Forum Moderators: phranque

Message Too Old, No Replies

Word (.doc) -> .txt script

         

robster124

11:30 pm on Dec 3, 2004 (gmt 0)

10+ Year Member



Right, I may have the wrong forum for this but here goes.

A site I run receives .doc files which are uploaded the site. I need a script (or even just a .exe that I can locally run) that will convert word files into plain .txt files. Formatting is not an issue, and is not needed. The .txt files will be used as raw data for the site search engine and other purposes.

Im sure some of you are thinking why dont I just use word and do a bit of copy and pasting. Well, tonnes of .doc s are submitted every day and I have to make this as automated as possible.

Any suggestions greatly appreciated?

Preferably looking for something free... And open source...

kaled

1:19 am on Dec 4, 2004 (gmt 0)

WebmasterWorld Senior Member 10+ Year Member



I may be wrong, but I believe the Word format has never been published. That said, import filters do exist so its structure is known.

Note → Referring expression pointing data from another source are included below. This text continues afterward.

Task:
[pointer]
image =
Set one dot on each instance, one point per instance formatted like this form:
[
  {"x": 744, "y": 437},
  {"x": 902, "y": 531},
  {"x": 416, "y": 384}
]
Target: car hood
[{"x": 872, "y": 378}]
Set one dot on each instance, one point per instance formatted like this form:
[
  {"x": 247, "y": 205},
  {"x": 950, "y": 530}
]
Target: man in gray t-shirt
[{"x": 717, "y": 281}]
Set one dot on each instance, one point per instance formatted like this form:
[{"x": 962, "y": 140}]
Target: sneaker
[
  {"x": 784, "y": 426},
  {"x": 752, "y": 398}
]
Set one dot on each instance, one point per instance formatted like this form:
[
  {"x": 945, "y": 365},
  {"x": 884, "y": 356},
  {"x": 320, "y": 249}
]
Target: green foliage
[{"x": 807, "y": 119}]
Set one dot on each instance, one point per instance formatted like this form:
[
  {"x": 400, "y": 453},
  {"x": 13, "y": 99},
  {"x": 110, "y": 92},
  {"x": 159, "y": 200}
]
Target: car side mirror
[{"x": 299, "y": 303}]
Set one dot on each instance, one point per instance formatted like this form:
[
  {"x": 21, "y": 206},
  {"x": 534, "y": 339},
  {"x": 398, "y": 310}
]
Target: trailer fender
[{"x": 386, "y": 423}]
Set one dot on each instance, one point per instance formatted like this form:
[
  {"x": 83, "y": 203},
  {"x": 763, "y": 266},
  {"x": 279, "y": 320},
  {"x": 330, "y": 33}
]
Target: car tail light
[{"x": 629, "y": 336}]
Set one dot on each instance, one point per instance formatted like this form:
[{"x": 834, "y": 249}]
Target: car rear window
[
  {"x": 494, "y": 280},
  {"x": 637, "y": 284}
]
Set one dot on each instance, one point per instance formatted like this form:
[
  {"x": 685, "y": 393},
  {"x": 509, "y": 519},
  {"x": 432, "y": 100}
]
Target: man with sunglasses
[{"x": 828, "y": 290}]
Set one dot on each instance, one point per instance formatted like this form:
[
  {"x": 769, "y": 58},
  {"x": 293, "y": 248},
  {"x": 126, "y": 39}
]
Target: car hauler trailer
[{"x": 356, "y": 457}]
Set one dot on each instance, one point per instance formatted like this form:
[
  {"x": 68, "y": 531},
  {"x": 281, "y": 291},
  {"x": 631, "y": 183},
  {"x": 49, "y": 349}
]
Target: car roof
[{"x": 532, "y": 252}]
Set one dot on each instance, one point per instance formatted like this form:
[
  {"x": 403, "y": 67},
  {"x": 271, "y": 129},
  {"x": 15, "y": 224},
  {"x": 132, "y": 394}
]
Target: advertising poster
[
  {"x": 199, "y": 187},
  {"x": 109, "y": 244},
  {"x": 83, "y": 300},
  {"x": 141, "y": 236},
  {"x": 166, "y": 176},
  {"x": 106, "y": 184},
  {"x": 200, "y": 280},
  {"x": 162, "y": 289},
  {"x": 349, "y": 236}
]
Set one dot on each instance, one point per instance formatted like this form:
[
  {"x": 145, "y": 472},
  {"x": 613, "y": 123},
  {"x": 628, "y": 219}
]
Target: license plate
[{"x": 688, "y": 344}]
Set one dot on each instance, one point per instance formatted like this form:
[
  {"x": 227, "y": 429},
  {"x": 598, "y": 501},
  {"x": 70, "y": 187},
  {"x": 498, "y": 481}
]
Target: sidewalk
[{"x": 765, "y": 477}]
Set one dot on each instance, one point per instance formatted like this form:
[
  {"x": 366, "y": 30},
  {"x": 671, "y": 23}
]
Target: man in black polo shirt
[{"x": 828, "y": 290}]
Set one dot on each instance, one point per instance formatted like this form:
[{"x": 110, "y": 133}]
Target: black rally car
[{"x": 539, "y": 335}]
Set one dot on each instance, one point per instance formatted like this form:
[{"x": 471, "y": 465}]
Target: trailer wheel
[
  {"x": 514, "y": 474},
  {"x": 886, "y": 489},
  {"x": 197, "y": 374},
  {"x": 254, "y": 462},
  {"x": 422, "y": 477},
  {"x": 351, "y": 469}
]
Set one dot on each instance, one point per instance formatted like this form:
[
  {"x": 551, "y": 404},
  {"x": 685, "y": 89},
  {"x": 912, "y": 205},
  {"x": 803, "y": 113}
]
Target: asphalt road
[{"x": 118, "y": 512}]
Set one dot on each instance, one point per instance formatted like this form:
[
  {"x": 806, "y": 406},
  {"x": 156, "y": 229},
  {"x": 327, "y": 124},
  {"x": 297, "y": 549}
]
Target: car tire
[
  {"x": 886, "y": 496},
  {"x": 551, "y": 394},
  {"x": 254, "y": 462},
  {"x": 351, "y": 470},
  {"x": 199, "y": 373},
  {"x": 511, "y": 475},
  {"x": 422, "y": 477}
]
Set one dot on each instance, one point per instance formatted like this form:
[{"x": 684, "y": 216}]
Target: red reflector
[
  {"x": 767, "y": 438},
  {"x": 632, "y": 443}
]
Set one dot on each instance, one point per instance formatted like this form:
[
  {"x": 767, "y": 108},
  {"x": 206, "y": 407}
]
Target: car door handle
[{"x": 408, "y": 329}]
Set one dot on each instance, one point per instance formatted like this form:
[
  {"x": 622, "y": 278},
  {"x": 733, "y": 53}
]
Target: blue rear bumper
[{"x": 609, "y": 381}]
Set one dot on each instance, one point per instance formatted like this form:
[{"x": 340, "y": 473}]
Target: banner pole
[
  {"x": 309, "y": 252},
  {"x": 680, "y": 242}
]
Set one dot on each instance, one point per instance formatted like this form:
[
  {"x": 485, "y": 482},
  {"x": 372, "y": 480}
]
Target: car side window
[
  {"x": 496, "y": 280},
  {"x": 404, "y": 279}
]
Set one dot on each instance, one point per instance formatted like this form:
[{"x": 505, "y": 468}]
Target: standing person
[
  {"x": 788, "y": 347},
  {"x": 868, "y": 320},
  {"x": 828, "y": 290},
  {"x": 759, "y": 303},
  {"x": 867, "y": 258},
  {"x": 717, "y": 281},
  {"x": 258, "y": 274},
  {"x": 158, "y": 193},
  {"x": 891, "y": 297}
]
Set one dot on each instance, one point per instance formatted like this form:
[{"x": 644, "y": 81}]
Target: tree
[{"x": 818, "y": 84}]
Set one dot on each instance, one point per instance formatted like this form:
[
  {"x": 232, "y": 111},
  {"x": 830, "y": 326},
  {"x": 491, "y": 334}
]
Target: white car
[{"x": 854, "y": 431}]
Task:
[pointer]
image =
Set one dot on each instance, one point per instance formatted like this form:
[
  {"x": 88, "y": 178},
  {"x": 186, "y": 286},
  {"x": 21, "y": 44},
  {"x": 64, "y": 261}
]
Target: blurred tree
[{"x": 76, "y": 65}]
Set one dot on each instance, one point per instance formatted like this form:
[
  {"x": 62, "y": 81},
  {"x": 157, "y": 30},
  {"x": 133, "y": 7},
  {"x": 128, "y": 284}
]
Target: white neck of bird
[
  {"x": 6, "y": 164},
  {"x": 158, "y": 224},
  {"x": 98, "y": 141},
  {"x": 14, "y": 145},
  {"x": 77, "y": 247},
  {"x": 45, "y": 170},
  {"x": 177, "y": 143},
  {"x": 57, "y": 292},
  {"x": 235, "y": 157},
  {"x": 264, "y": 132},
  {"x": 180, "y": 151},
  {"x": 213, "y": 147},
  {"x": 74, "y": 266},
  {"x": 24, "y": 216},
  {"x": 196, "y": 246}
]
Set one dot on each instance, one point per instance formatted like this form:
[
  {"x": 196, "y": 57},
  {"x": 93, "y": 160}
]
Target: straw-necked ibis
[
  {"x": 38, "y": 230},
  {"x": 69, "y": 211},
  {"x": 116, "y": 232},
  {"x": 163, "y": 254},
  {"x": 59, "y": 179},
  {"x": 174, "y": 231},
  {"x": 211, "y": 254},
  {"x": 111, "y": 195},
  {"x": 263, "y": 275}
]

Perhaps you should consider asking people to upload in rtf format. You can view rtf files in notepad (I think) so designing your own filter should be straightforward. Also, finding such a filter may be easier.

Maybe you should repost in forum13.
Maybe you should Google rtf perl.

Kaled.

TheDoctor

11:39 pm on Dec 4, 2004 (gmt 0)

WebmasterWorld Senior Member 10+ Year Member



If the site runs under Windows (rather than Linux) you could probably write a VBA script, or a Visual Basic program, to do this.

Whether you could get something to run under Linux, I don't know.

vrtlw

11:49 pm on Dec 4, 2004 (gmt 0)

10+ Year Member



Good old w3.org

[w3.org...]

And the google search [google.com] I used to find this